Download or read book God Save Texas written by Lawrence Wright and published by Vintage. This book was released on 2019-03-05 with total page 370 pages. Available in PDF, EPUB and Kindle. Book excerpt: NATIONAL BOOK CRITICS CIRCLE AWARD FINALIST • The Pulitzer Prize-winning author of The Looming Tower—and a Texas native—takes us on a journey through the most controversial state in America. • “Beautifully written…. Essential reading [for] anyone who wants to understand how one state changed the trajectory of the country.” —NPR Texas is a red state, but the cities are blue and among the most diverse in the nation. Oil is still king, but Texas now leads California in technology exports. Low taxes and minimal regulation have produced extraordinary growth, but also striking income disparities. Texas looks a lot like the America that Donald Trump wants to create.
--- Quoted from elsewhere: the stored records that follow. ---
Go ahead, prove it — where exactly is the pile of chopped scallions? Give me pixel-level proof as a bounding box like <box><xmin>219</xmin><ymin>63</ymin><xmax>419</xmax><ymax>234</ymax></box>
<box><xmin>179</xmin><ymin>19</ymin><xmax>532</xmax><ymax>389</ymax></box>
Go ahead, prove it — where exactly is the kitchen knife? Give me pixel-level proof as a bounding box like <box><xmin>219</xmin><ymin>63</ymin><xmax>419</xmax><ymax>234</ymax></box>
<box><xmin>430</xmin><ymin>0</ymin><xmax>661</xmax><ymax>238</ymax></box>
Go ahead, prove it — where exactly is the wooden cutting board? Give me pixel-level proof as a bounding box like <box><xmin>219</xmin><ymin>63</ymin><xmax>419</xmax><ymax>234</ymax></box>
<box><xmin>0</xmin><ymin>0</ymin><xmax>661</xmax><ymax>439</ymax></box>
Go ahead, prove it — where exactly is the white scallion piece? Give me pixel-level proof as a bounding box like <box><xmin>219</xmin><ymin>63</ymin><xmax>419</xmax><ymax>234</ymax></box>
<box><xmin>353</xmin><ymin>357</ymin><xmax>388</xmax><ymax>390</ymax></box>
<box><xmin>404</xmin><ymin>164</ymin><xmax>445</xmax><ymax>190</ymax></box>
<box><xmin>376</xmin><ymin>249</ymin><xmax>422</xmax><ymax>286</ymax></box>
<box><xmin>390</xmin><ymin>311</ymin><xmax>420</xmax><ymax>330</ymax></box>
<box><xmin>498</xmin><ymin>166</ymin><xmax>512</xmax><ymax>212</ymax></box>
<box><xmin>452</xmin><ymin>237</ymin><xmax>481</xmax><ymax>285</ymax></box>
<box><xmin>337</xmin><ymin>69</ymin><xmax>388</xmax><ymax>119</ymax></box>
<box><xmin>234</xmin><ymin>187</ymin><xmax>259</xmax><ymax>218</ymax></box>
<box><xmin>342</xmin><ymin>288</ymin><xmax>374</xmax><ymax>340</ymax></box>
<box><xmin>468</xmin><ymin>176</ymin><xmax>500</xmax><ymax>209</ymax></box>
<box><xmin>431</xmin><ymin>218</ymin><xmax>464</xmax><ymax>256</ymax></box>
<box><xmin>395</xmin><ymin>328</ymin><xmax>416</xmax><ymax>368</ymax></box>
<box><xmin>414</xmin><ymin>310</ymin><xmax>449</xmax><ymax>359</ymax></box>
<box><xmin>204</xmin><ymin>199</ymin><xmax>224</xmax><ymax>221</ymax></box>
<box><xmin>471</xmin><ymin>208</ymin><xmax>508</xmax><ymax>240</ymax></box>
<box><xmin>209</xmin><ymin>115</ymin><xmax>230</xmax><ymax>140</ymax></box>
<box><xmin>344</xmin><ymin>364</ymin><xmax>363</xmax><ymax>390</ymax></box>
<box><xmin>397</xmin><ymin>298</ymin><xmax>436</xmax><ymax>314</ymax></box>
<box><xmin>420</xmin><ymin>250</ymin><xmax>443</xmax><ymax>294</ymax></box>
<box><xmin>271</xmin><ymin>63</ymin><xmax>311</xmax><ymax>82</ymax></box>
Bringing together the historical and the contemporary, the political and the personal, Texas native Lawrence Wright gives us a colorful, wide-ranging portrait of a state that not only reflects our country as it is, but as it may become—and shows how the battle for Texas’s soul encompasses us all.

Book Singular Intimacies

Download or read book Singular Intimacies written by Danielle Ofri, MD and published by Beacon Press. This book was released on 2009-04-01 with total page 260 pages. Available in PDF, EPUB and Kindle. Book excerpt: A “finely gifted writer” shares “fifteen brilliantly written episodes covering the years from studenthood to the end of medical residency” (Oliver Sacks, MD, author of The Man Who Mistook His Wife for a Hat) Singular Intimacies is the story of becoming a doctor by immersion at Bellevue Hospital, the oldest public hospital in the country—and perhaps the most legendary. It is both the classic inner-city hospital and a unique amalgam of history, insanity, beauty, and intellect. When Danielle Ofri enters these 250-year-old doors as a tentative medical student, she is immediately plunged into the teeming world of urban medicine: mysterious illnesses, life-and-death decisions, patients speaking any one of a dozen languages, and overworked interns devising creative strategies to cope with the feverish intensity of a big-city hospital. Yet the emphasis of Singular Intimacies is not so much on the arduous hours in medical training (which certainly exist here), but on the evolution of an instinct for healing. In a hospital without the luxury of private physicians, where patients lack resources both financial and societal, where poverty and social strife are as much a part of the pathology as any microbe, it is the medical students and interns who are thrust into the searing intimacy that is the doctor-patient relationship. In each memorable chapter, Ofri’s progress toward becoming an experienced healer introduces not just a patient in medical crisis, but a human being with an intricate and compelling history. Ofri learns to navigate the tangled vulnerabilities of doctor and patient—not to simply battle the disease.